1. Introduction

In recent years, there has been increasing interest in syntheses of heterocyclic compounds that have biological and commercial importance. Antipyrine compounds play an important role in modern organic synthesis, not only because they constitute a particularly useful class of heterocyclic compounds[1-3], but also because they are of great biological interest. They have been found to have biological[4], clinical[5], and pharmacological[6, 7], activities. One of the most important derivatives of antipyrine is 4-amino- antipyrine, which is used as a synthetic intermediate to prepare polyfunctionally substituted heterocyclic moieties with anticipated biological activity[8], analgesic[9, 10], anti- inflammatory[10], antimicrobial[11-13], and anticancer[14], activities.

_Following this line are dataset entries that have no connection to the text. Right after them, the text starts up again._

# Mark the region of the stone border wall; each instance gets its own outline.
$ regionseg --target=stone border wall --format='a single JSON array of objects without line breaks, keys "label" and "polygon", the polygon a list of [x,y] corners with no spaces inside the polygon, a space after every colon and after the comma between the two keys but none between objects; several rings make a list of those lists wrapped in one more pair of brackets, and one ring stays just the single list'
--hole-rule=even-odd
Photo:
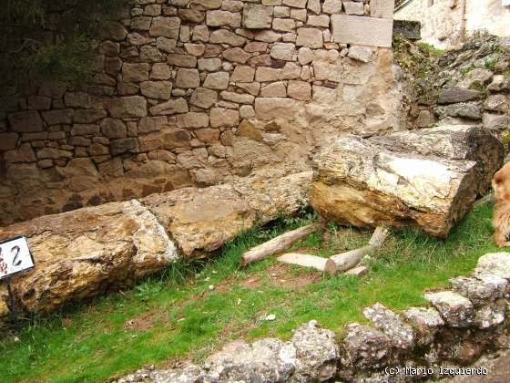
[{"label": "stone border wall", "polygon": [[5,53],[24,36],[5,35],[0,224],[304,171],[339,132],[400,129],[393,4],[137,0],[107,24],[80,88],[15,86]]},{"label": "stone border wall", "polygon": [[117,381],[388,382],[448,378],[438,375],[439,367],[462,368],[485,351],[508,347],[509,280],[510,254],[488,254],[478,260],[474,276],[452,278],[451,290],[426,293],[430,307],[395,314],[377,303],[363,311],[372,326],[350,324],[342,341],[311,321],[293,330],[287,342],[236,341],[201,367],[142,368]]}]

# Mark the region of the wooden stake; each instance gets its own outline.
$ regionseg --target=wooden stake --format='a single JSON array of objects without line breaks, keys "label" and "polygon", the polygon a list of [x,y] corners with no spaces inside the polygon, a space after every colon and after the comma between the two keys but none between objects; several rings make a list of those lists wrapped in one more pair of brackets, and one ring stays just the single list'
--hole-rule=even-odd
[{"label": "wooden stake", "polygon": [[332,275],[336,273],[352,269],[360,263],[362,258],[365,256],[368,252],[372,250],[378,251],[384,243],[388,233],[389,231],[387,228],[378,226],[373,232],[373,234],[372,234],[372,238],[367,246],[330,257],[326,262],[324,271],[330,275]]},{"label": "wooden stake", "polygon": [[246,266],[247,264],[252,264],[253,262],[260,261],[261,259],[267,258],[268,256],[274,254],[275,253],[282,252],[287,250],[291,245],[301,238],[306,237],[311,233],[313,233],[319,229],[324,227],[323,223],[311,223],[299,229],[292,230],[291,232],[285,233],[284,234],[279,235],[276,238],[271,239],[259,246],[253,247],[252,249],[242,254],[240,264],[241,266]]}]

It was of interest to study the reactivity of antipyrinylhydrazonomalononitrile towards different nitrogen nucleophiles as well as activated nitriles.

Considerable studies have been devoted to azo dyes derived from 4-aminoantipyrine[15-19]. Fadda et al[20-24], have been reported the synthesis of different azo disperse dyes for synthetic fibres. Recently, other studies reported the application of synthesized azo dyes to polyester fabrics[25-27]. Thus, we have initiated a program of applying the synthesized dyes derived from 4-aminoantipyrine to polyester as disperse dyes to study their colour measurement and fastness properties.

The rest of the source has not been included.